After a week of preparation with the teachers, the school has been running with the students for a week.

Overall, I feel very comfortable here at school, in the city, in the country.

Do you have to imagine everyday school life like in Germany, with masks and tests?

Dealing with Covid is different here.

Since the Bulgarian schools are only starting their operations these days, the Bulgarian guidelines that we are following are not yet entirely clear.

What is new is that children are now also wearing masks in class in primary school.

A test procedure like the one in Hessen is not yet conceivable because there is a certain skepticism towards tests.

If 90 percent of parents would agree to a class, it could be tested there.

But as my experienced staff at school have assured me, such a quota is an illusion.

Is everything otherwise similar to the Lessing Gymnasium?

No, it really is a completely different world.

It starts with the structure: preschoolers, elementary school children and high school children learn at school.

When I walk across the courtyard during one of the breaks, which are of course offset, I have five-year-olds, sometimes ten-year-olds, and sometimes nineteen-year-olds in front of me.

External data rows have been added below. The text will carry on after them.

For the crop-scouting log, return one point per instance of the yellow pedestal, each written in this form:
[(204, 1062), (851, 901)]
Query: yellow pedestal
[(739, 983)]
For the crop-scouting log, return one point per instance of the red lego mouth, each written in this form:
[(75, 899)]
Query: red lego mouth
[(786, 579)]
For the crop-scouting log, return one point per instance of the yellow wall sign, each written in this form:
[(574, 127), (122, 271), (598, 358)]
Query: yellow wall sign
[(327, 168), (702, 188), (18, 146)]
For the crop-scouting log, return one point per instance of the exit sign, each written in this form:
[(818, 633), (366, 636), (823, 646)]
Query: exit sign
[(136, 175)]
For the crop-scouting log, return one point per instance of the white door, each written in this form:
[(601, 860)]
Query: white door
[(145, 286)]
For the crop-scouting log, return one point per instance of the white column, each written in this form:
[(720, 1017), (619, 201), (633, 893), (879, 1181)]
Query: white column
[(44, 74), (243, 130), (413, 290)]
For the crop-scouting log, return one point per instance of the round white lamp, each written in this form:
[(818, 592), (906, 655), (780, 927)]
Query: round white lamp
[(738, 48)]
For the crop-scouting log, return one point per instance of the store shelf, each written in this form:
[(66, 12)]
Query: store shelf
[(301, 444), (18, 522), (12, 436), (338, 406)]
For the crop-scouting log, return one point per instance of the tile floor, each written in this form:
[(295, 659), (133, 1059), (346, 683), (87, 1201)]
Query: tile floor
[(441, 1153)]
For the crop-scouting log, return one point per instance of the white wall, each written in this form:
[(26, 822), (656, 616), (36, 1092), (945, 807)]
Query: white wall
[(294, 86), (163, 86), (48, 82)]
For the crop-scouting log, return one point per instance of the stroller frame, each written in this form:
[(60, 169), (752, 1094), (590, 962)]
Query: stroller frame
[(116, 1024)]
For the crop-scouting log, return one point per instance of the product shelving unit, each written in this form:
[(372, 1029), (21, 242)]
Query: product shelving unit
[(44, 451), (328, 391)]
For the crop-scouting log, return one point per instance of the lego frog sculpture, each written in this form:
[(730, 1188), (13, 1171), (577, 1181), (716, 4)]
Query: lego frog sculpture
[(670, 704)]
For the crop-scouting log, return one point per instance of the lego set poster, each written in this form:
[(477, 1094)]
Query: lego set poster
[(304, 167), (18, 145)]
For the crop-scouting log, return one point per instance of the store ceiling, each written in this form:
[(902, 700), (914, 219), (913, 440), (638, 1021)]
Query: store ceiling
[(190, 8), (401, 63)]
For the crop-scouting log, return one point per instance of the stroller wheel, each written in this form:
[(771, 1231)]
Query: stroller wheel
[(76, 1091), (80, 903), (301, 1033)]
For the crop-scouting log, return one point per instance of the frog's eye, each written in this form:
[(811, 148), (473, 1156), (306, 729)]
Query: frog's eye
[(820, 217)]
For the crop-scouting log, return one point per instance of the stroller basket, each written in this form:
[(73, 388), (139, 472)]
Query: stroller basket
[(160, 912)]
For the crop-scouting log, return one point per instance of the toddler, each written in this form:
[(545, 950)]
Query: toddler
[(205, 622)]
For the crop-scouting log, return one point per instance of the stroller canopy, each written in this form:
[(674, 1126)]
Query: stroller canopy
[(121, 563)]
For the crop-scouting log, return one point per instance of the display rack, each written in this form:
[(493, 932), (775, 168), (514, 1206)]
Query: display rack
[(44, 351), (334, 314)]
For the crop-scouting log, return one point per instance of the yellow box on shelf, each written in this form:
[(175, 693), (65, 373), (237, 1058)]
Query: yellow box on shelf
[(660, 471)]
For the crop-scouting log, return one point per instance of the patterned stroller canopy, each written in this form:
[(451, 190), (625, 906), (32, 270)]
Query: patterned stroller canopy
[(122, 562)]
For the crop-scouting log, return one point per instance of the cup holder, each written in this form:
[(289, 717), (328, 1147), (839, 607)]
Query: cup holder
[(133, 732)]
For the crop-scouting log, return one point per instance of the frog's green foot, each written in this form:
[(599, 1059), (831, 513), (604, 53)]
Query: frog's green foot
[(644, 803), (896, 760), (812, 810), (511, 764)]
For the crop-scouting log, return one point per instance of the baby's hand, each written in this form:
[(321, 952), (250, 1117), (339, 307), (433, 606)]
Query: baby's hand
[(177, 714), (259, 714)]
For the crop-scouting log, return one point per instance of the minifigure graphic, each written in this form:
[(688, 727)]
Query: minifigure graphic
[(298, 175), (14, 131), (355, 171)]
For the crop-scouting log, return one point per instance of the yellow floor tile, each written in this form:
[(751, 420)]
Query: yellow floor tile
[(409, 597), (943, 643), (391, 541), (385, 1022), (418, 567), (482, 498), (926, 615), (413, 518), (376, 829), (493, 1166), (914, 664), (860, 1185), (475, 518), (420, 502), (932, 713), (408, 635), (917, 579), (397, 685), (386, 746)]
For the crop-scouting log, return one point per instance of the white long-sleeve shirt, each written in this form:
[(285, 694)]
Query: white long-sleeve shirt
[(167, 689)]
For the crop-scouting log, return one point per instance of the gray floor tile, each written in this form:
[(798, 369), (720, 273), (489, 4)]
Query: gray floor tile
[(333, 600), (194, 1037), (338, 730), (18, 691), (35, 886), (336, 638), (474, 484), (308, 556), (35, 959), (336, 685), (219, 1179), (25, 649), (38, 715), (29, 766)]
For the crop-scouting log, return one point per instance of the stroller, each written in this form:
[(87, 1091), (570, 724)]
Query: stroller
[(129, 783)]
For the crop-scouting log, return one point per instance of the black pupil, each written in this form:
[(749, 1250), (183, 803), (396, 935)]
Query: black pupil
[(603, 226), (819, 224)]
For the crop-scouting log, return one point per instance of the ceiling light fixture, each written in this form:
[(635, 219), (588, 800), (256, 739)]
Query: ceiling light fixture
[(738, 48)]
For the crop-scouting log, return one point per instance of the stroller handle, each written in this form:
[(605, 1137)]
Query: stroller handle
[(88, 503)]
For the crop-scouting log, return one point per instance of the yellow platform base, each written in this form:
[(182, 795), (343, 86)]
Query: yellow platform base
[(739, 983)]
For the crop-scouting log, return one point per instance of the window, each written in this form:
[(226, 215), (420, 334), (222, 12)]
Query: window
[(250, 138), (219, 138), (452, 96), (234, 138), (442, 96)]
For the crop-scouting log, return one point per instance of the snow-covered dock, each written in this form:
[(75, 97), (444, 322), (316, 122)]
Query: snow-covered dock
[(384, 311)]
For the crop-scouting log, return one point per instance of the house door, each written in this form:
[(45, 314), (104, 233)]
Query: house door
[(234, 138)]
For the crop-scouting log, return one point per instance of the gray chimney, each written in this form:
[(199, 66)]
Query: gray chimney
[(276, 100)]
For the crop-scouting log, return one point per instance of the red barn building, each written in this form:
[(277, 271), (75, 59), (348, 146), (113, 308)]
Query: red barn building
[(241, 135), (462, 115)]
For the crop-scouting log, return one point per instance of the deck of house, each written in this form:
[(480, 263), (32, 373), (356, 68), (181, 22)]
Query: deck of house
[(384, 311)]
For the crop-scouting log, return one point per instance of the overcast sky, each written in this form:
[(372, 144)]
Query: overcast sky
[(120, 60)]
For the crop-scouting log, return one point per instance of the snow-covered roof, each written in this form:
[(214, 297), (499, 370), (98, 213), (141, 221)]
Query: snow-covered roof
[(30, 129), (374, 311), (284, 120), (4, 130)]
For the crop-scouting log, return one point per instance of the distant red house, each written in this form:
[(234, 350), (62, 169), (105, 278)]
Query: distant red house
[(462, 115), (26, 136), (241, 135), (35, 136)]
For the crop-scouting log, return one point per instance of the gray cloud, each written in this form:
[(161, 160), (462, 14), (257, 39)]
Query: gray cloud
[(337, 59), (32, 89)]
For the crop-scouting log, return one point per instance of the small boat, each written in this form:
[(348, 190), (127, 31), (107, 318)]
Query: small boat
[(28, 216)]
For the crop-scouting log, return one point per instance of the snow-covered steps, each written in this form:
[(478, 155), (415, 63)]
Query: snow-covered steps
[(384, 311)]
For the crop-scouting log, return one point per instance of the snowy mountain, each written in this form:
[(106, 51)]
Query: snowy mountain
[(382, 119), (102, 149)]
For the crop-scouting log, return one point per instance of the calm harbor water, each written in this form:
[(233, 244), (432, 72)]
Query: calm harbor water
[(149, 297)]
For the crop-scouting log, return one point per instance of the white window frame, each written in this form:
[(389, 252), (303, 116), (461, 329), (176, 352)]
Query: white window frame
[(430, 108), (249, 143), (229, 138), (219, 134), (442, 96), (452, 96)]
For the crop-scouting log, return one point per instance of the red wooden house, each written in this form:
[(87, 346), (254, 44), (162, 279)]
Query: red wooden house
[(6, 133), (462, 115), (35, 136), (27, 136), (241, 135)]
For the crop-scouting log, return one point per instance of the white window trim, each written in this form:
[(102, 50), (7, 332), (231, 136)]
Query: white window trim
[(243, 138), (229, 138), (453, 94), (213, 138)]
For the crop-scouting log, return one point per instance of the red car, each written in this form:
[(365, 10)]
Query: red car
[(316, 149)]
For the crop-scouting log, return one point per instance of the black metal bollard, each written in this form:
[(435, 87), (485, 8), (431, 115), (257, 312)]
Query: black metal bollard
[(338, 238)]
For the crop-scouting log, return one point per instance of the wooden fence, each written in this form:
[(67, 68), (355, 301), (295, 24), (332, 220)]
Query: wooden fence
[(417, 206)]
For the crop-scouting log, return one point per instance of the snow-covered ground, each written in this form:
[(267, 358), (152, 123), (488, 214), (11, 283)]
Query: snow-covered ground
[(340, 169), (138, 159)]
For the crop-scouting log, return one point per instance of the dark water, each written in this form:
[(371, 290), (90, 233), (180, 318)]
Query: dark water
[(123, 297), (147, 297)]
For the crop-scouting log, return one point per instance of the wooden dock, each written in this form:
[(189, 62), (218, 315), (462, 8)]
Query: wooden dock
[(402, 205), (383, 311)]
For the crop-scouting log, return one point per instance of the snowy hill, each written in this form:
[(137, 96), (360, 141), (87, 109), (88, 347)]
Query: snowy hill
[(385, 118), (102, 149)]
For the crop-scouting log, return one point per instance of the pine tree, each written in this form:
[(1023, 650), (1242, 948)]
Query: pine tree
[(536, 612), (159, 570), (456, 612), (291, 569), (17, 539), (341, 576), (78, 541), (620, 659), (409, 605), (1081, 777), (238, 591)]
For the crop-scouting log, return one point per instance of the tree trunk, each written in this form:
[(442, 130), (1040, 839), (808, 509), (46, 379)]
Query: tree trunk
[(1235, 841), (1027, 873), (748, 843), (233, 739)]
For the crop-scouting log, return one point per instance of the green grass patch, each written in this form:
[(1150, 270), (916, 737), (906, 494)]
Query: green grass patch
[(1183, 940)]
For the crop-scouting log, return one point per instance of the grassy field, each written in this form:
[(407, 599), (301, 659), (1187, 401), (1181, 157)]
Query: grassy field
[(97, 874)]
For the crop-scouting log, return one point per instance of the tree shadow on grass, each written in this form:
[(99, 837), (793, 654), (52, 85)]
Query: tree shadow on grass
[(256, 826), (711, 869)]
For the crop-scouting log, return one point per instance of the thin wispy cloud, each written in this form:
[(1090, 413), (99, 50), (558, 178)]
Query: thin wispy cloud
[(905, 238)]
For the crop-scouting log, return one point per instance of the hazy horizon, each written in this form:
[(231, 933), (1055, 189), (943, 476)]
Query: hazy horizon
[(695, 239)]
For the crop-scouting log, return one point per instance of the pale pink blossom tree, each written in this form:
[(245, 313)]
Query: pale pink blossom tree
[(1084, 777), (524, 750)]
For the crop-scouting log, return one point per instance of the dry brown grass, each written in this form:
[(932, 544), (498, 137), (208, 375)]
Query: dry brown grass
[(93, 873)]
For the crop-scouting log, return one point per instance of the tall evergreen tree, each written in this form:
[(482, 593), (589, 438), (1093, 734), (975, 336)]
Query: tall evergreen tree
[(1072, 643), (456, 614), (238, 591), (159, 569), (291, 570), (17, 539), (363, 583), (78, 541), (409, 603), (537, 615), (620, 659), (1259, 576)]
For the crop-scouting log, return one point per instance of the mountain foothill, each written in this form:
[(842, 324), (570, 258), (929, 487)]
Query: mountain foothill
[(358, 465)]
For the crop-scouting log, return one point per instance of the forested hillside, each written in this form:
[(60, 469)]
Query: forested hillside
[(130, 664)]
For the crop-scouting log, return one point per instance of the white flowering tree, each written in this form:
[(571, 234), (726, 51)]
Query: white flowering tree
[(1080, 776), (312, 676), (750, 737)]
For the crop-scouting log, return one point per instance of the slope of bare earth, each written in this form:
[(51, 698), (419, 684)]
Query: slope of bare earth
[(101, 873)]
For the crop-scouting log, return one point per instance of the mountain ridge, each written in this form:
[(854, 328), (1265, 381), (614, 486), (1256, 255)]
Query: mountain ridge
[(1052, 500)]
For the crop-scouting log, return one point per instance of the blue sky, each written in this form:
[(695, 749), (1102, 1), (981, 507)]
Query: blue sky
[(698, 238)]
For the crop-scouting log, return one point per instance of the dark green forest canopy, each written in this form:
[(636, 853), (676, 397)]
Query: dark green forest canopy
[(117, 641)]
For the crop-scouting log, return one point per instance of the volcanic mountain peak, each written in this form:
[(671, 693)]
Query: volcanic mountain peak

A big difference to the Lessing-Gymnasium is that it is an encounter school, open to children from Bulgarian and German families.

The proportion of children from Bulgarian families is 85 percent.

So much?

To put that into perspective: At the German School in Rome, where I was previously the deputy headmaster, 50 percent came from Italian families and 25 percent each from bicultural and German families.

The fact that there are predominantly Bulgarian children here has a huge impact on the lessons.

Why do they want to go to the German School so much?

After my first impressions, I would say that many Bulgarians have an incredibly positive attitude towards Germany.

They would like to enable their children to participate in German culture.

The opportunity to learn German very well opens up opportunities for them to study at German-speaking universities.

We had an alumni meeting on Friday.

The school has only been around since 2008, so there aren't that many high school graduate classes yet.

But without exception, all of the young people I spoke to there study in Berlin, Munich, Frankfurt or at other German-speaking universities and feel very well prepared.

How well can the students speak German?

Always better with age.

In the preschool classes they learn the language on a playful level.

In elementary school they can already speak German quite well.

The oldest class I now have in class is an eleventh, which means that I will finish school next year.

They really have astonishingly good knowledge of German.

Do the 15 percent of German children have parents who work in Sofia?